3. kernel/trace/bpf_trace.c:bpf_probe_read_kernel{,_str}_common()
Called when a BPF program calls a helper that could leak kernel
memory. The task context is not relevant here, since the program
may very well be run in the context of a different task than the
consumer of the data.
See: https://bugzilla.redhat.com/show_bug.cgi?id=1955585

The access control check isn't so much who is consuming the data, but
who is requesting a potential violation of a "lockdown", yes? For
example, the SELinux policy rule for the current lockdown check looks
something like this:

allow <who> <who> : lockdown { <reason> };

It seems to me that the task context is relevant here and performing
the access control check based on the task's domain is correct.
This doesn't make much sense to me, it's /not/ the task 'requesting a potential
violation of a "lockdown"', but rather the running tracing program which is e.g.
inspecting kernel data structures around the triggered event.

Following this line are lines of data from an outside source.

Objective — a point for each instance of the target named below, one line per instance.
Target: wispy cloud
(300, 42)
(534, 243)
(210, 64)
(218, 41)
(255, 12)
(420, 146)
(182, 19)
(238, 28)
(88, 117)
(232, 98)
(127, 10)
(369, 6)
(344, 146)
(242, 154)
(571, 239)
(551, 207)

If I understood
you correctly, having an 'allow' check on, say, httpd would be rather odd since
things like perf/bcc/bpftrace/systemtap/etc is installing the tracing probe instead.

Meaning, if we would /not/ trace such events (like in the prior mentioned syscall
example), then there is also no call to the security_locked_down() from that same/
unmodified application.

Thanks,
Daniel